Work at SourceForge, help us to make it a better place! We have an immediate need for a Support Technician in our San Francisco or Denver office.

Close

large image size/memory management/PIL

2005-08-15
2013-05-02
  • Gawain Lavers
    Gawain Lavers
    2005-08-15

    This is probably a PIL or python issue more than a ZoomifyImage issue, but I thought there might be some interest here.  I'm having difficulty running a large TIFF file (17888x45408, 3.0gb).  I get the following traceback:

    Traceback (most recent call last):
      File "/insitu1/lavers2/ZoomifyImage/ZoomifyFileProcessor.py", line 135, in ?
        processor.ZoomifyProcess(sys.argv[1:])
      File "/insitu1/lavers2/ZoomifyImage/ZoomifyFileProcessor.py", line 127, in ZoomifyProcess
        self.processImage()
      File "/home/lavers2/ZoomifyImage/ZoomifyBase.py", line 199, in processImage
        imageRow = image.crop([0, ul_y, self.originalWidth, lr_y])
      File "/home/lavers2/python/lib/python2.4/site-packages/PIL/Image.py", line 673, in crop
        self.load()
      File "/home/lavers2/python/lib/python2.4/site-packages/PIL/ImageFile.py", line 155, in load
        self.load_prepare()
      File "/home/lavers2/python/lib/python2.4/site-packages/PIL/ImageFile.py", line 221, in load_prepare
        self.im = Image.core.new(self.mode, self.size)
    MemoryError

    I've found some reference to this being an issue with PIL needing enough memory to store the entire image, but I have 2GB of RAM and 3GB of swap, so I think I ought to be covered.  Do either python or PIL self-limit their memory usage?

     
    • adam smith
      adam smith
      2005-09-13

      For those who might stumble upon this message....

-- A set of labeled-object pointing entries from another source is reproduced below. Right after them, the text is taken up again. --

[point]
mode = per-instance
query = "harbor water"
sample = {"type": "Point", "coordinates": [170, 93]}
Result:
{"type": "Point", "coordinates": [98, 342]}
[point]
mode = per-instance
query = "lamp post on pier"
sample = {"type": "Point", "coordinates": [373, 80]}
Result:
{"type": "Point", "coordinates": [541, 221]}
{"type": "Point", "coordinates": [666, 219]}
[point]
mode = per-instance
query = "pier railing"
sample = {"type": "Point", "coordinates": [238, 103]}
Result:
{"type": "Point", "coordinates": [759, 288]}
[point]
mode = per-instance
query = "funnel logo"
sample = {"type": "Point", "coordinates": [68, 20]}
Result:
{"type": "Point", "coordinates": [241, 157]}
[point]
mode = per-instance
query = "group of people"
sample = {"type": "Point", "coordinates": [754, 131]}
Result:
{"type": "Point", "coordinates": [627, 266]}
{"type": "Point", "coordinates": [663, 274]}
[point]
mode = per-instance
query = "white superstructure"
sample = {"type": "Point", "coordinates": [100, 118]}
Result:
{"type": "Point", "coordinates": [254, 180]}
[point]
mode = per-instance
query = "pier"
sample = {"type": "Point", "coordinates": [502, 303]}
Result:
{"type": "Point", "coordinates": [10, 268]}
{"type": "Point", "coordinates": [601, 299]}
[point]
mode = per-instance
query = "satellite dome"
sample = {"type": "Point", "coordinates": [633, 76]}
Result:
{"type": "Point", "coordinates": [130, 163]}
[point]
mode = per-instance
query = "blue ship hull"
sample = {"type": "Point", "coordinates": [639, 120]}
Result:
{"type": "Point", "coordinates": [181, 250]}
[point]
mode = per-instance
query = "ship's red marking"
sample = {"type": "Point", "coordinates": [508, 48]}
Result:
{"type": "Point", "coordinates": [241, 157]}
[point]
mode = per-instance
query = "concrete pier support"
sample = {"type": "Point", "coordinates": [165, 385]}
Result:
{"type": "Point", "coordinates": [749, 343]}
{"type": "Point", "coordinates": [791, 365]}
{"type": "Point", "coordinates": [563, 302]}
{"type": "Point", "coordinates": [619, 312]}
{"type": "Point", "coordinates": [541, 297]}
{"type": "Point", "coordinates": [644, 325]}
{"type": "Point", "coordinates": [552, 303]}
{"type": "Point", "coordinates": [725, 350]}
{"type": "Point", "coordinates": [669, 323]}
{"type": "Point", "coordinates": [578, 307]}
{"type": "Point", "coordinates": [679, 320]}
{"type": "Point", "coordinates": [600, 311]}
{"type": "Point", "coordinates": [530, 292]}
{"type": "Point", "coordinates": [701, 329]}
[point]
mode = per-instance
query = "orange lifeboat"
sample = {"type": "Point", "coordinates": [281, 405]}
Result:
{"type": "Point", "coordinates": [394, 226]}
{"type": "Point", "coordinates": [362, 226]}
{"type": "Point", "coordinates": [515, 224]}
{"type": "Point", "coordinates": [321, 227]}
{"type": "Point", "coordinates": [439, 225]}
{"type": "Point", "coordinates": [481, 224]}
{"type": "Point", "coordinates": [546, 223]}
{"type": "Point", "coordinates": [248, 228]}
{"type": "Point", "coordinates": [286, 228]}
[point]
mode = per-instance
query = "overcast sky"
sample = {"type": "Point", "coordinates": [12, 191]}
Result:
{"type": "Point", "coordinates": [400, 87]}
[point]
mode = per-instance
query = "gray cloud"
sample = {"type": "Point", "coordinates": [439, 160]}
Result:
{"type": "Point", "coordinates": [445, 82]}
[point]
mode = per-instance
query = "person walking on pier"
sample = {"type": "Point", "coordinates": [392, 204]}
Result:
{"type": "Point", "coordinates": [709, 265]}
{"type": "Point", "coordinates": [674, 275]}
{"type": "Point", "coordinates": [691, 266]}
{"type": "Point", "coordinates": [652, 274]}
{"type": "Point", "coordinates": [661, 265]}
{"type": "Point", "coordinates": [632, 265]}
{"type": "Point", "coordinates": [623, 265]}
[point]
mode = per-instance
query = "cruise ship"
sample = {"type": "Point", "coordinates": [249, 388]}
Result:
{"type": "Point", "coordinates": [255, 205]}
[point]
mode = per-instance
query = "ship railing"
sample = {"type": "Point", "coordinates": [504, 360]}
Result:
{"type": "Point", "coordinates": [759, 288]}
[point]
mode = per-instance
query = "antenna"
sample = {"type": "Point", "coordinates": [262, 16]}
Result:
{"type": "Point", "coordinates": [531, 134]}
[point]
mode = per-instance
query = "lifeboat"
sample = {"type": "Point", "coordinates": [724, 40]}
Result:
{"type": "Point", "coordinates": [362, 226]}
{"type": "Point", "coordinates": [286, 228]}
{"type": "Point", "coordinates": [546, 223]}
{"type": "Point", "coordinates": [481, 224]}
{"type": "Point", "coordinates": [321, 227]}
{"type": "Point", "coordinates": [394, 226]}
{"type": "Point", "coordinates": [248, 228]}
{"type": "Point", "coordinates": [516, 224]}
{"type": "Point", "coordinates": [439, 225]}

      I have been discussing this issue with Gawain offline, and with some guidance from the PIL folks, I am working on an update to the software that will allow it to load less image data into memory as each image is processed, which should allow much larger images to be processed.

      adam

       
    • Gawain Lavers
      Gawain Lavers
      2005-09-13

      So -- I have a rough script which uses Image Magick to perform the task, and it does so successfully -- as far as I can tell.  I've cut a 3.1 GB image (17888x45408 -- 16679 tiles, 66 TileGroup folders, 9 tiers, 137MB of jpegs).  It's not efficient in terms of disk usage/file creation -- it creates a separate file for each row before cutting tiles from the rows.

      The thing about Image Magick (already gone over this with Adam) is that it uses temporary files when it runs out of memory, and you can use env vars (TMPDIR or MAGICK_TMPDIR) to direct where these files are placed.  The temporary files had been swamping my root drive (default /tmp) as they are often in excess of 10GB.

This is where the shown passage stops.